E' così che all'angolo della sala uno straordinario scorcio italiano anni '90, una fotografia dipinta ad olio su cartoncino di Cuoghi e Corsello affianca e chiacchiera con due straordinari compagni, tra la scomposizione scogliosa di Romiti e la metafisica liquida di Campanini. Nell'ultima sala, il Sergente che non può calpestare le margherite di Cuniberti scivola straordinario tra i piani sensuali e organici, linguali, capillari, dell'Indice Madre di Sissi e la shakespeariana buia pittura di Cremonini, con Un cranio di montone. Tra dettagli anatomici e vanitas sintetiche e solitarie.

Lo slittamento dell'essere pittura si fa sempre più danzante tra l'esistenziale Testa di Manai, dalla quale emergono come naufraghe impastate di bianco parole di giornali, e la sinestetica stop motion di Pessoli, dove un energico e solitamente irriverente Petrolini ci accompagna tra i pastelli, l'acrilico e il suono. La nota solitaria e stridente per la sopraffine fitta eleganza desertica è l'altra opera di Cuoghi e Corsello, Bambini morti nel giardino dei bucintori. Pitture polifoniche si adagiano sullo stesso piano, quello che ne fuoriesce non è un baccano ma un rispettoso soppesarsi di sguardi che si sono depositati in eterni gesti trattenuti dalla tela.
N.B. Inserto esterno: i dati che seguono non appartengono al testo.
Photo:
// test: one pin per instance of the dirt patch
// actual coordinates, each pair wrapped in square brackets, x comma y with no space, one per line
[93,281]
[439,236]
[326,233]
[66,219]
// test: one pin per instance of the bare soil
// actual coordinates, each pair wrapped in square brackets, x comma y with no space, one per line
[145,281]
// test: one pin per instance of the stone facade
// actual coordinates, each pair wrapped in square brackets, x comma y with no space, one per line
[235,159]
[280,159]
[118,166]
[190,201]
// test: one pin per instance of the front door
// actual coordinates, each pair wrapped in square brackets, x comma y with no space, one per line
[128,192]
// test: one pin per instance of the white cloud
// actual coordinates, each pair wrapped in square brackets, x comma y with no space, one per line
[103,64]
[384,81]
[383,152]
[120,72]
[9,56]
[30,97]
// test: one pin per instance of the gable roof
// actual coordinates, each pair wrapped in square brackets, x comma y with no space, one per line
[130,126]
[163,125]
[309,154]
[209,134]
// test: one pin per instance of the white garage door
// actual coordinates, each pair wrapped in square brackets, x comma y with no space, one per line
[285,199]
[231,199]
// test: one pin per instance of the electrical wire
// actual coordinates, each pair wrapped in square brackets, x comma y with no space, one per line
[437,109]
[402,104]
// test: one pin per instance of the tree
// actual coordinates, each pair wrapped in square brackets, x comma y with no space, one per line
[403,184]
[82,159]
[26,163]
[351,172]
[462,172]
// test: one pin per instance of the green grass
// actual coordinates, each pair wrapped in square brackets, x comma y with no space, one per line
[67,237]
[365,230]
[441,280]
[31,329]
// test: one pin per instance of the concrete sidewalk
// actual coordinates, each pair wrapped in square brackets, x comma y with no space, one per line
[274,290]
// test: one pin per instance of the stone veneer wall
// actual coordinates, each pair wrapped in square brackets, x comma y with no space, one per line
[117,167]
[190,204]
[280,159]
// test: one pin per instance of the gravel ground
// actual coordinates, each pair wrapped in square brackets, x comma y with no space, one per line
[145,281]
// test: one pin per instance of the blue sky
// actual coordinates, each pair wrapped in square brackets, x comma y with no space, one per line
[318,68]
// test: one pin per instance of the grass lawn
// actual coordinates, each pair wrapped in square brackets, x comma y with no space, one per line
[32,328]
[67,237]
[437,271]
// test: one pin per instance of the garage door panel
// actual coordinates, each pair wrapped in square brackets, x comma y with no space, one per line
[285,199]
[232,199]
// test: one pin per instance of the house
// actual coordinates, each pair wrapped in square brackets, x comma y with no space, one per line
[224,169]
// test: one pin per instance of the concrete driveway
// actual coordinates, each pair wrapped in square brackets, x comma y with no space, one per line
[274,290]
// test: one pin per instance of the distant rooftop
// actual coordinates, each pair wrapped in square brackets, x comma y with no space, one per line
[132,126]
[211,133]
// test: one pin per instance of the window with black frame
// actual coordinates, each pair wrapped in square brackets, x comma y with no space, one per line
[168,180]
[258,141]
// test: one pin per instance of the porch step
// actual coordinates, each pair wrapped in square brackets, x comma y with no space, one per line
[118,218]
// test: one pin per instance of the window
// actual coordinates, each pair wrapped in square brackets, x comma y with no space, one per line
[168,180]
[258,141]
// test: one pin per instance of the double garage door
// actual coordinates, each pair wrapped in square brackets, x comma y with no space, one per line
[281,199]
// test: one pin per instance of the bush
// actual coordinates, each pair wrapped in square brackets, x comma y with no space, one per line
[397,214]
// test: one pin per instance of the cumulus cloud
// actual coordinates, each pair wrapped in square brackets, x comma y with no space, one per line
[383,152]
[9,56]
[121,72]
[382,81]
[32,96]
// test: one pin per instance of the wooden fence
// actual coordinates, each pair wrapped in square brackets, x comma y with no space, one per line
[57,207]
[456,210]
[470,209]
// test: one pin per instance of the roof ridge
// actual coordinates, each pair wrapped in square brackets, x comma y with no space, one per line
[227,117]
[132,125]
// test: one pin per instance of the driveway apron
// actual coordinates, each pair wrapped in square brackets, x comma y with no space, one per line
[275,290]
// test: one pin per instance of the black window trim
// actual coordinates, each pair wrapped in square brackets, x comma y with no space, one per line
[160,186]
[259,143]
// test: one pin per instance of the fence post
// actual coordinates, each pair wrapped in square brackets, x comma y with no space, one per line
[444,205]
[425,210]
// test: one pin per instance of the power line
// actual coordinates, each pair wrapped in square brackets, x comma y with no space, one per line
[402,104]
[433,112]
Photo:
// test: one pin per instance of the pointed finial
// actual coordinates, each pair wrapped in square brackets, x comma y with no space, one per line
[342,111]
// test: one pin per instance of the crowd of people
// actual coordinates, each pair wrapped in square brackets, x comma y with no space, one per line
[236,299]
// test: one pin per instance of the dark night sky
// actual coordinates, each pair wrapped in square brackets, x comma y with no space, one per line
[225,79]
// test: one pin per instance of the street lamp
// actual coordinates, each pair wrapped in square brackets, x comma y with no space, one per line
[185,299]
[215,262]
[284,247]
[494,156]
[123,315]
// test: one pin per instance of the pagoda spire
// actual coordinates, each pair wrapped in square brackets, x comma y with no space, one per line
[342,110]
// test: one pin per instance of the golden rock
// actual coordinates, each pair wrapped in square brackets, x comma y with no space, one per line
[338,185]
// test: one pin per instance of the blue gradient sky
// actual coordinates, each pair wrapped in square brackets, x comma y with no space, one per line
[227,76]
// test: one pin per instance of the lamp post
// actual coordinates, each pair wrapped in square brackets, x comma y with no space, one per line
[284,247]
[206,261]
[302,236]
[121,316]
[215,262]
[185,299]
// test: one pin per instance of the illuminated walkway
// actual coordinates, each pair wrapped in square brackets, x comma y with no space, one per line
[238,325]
Da questa fragile malinconia fotografica ad olio riporto l'attenzione a ritroso nella sala precedente per cogliere i piani dall'equilibrio sintetico, e senza peso di Baruzzi, Sinistra Destra verso l'alto che ben dialogano a bassa voce con le Choreography of Species: Rosa Tannenzapfen di Paolo Chiasera, che pone sui propri piani atmosferici e oltrefisici, nature opulescenti come muliebri fantasmagorici perni. Statuette della fertilità arcaiche che riflettono con ombre scure il loro incidere sullo spazio tempo che altro non è che un cielo capovolto. La coreografia contenuta nel titolo fa pensare alla mostra stessa come una danza su piano. Oggetti su piano è un movimento che scivola piano.
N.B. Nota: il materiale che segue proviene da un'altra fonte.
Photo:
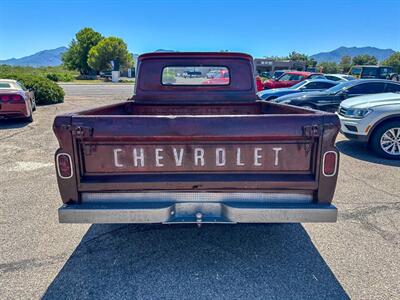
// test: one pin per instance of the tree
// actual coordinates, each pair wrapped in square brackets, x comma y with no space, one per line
[345,63]
[393,61]
[107,50]
[75,58]
[329,67]
[365,59]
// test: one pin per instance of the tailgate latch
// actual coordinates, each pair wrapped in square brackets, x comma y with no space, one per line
[81,132]
[311,132]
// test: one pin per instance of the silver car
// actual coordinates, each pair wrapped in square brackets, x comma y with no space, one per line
[373,119]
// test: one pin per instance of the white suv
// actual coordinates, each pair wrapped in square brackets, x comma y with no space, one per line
[374,119]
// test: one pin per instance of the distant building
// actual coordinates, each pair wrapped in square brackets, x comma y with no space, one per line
[269,65]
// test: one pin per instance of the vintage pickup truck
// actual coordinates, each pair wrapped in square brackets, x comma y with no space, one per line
[183,150]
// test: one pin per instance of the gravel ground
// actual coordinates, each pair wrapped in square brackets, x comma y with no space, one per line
[358,257]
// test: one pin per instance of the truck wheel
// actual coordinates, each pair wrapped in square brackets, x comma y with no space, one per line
[385,140]
[33,105]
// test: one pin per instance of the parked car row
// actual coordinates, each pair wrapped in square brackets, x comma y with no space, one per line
[369,109]
[16,101]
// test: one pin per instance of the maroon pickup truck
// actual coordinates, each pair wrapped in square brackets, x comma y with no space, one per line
[189,150]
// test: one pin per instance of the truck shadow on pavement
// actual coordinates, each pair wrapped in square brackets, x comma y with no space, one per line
[362,152]
[182,262]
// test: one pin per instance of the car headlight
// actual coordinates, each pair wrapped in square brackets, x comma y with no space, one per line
[357,113]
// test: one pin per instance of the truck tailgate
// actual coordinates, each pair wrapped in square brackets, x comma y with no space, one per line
[197,152]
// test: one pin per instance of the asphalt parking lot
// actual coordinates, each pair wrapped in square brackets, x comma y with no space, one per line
[358,257]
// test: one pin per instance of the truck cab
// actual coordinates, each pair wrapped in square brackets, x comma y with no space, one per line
[187,150]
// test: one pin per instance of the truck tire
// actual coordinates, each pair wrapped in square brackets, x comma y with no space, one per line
[385,140]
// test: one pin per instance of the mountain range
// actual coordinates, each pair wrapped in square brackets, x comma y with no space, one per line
[53,57]
[40,59]
[335,55]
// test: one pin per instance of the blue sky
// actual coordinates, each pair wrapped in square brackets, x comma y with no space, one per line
[256,27]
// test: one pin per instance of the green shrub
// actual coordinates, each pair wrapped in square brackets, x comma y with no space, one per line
[46,91]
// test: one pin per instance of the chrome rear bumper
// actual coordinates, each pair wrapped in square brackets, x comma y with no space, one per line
[159,210]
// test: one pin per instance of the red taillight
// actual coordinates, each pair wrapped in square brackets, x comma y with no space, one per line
[64,165]
[329,163]
[12,97]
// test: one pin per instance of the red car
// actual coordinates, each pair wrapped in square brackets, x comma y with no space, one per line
[290,78]
[15,100]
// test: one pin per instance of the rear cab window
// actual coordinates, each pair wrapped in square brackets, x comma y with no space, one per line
[4,85]
[195,75]
[355,71]
[392,88]
[369,72]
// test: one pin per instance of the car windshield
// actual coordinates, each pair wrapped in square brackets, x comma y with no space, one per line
[290,77]
[299,85]
[341,86]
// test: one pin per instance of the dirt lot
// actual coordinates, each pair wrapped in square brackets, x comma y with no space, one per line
[356,257]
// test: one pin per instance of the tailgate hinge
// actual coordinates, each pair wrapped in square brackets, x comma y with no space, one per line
[311,132]
[81,132]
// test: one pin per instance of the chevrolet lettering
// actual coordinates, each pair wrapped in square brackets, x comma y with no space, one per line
[194,144]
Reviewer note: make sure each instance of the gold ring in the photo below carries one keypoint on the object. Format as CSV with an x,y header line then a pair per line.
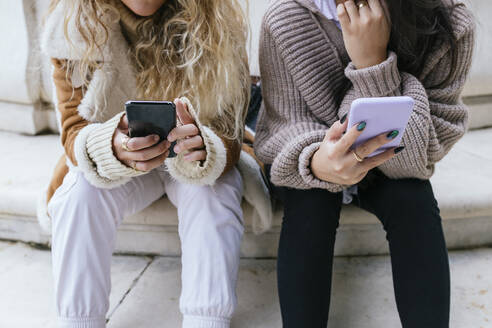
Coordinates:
x,y
134,166
361,4
124,144
357,157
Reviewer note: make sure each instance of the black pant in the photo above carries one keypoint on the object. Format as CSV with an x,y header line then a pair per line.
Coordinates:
x,y
410,215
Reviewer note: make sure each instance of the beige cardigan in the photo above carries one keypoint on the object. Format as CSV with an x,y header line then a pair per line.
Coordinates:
x,y
308,84
89,116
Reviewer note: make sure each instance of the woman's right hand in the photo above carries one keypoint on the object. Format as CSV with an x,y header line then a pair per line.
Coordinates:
x,y
143,154
335,162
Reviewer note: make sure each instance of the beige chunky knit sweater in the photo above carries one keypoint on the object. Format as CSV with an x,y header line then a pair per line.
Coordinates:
x,y
308,84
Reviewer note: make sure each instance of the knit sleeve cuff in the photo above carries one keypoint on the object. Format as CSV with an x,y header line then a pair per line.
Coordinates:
x,y
200,172
376,81
291,167
99,146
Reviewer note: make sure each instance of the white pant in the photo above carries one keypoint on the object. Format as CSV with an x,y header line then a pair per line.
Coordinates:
x,y
85,220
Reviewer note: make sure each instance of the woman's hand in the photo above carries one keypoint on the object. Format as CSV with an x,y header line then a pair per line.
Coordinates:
x,y
366,31
142,153
188,135
334,161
Ma esplode pastosa e corporea questa pittura nelle Collezioni di fiori di Vincenzo Simone, una turbolenta espressiva gettata di colore in tempesta, dove la natura non lascia alla cultura che un fiorente sanguinoso distacco. Atemporale mi muovo al principio della prima sala. Il corpo della mostra può essere percorso facendo avanti e indietro tra le stanze, balzando da parete a parete proprio per la flessibilità di confronto che la metodologia espositiva offre, il corpo dell'esposizione come quello di un amante da esplorare da cima a fondo con estrema pazienza, curiosità e sensibilità sismografica. Rileviamo tutte le oscillazioni di colore.
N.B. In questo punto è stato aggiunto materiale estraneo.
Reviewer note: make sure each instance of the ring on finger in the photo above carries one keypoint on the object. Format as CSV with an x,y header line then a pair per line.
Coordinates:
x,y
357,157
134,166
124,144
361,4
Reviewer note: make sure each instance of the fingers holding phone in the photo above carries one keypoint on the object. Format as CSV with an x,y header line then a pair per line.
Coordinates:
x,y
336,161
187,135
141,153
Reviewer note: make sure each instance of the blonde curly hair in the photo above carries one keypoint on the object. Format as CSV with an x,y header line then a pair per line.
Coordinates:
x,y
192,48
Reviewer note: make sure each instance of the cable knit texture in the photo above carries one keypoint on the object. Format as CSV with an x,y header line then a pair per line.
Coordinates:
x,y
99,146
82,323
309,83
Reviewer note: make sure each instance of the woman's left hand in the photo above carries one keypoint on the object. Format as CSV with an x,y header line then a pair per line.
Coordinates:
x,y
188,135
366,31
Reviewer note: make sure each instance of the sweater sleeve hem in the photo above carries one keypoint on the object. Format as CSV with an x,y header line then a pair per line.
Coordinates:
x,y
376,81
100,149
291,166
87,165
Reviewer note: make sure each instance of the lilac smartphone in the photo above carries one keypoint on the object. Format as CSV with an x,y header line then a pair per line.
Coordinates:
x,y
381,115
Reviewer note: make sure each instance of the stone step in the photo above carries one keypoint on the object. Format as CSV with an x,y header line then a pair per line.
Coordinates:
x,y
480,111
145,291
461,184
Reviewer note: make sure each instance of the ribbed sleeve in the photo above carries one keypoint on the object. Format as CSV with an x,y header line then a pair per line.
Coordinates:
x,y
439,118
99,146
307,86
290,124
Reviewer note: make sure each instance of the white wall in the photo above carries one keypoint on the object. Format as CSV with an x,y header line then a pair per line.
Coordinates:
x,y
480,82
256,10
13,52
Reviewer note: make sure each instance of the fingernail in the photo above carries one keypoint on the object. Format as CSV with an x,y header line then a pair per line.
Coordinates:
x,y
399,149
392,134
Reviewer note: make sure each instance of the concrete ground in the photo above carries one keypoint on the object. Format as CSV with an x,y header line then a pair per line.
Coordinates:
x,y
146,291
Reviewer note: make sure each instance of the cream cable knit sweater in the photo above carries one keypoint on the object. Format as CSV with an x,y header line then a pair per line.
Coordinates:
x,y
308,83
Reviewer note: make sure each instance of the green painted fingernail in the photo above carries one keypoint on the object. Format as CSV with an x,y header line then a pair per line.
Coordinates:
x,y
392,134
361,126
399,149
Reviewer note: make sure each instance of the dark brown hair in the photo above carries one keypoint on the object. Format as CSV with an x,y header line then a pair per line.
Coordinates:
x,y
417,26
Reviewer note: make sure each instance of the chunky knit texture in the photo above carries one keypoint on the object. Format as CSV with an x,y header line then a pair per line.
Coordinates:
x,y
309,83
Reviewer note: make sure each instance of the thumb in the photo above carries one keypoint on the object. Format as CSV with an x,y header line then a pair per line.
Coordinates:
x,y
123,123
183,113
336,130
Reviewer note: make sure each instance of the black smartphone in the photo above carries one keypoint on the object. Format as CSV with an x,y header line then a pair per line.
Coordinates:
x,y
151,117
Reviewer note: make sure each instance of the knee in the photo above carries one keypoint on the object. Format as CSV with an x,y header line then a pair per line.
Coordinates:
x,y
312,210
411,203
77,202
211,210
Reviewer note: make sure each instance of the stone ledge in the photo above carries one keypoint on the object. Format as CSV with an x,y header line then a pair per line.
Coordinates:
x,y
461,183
Cinque le opere di Chiasera che per questa volta indaga interni di ambienti da diversi punti di vista o svista, qualdirsivoglia, libri, una scultura del grande cardinale di Manzú, altre opere d'arte, i piani si succedono a diversi tempi, negli stessi luoghi, che divengono altri. Chiasera dipinge mostre che accadranno, potrebbero accadere al di là della tela e del colore. Al di là della superficie. La curatela come pittura al di là del piano. E poi chiude a ritroso e accoglie all'arrivo, Sottochiave di Pozzati, su piccolo formato, si mescolano pirografia, acrilico e smalto, ecco che abbiamo trovato, forse, la chiave di volta di tutto, di questa scatola orientale, amante di una pittura tra padri e figli, che si fa scambio e critica delle proprie radici.

Sentirai che tuo padre ti è uguale, lo vedrai un po' folle, un po' saggio
nello spendere sempre ugualmente paura e coraggio,
la paura e il coraggio di vivere come un peso che ognuno ha portato,
la paura e il coraggio di dire: " io ho sempre tentato."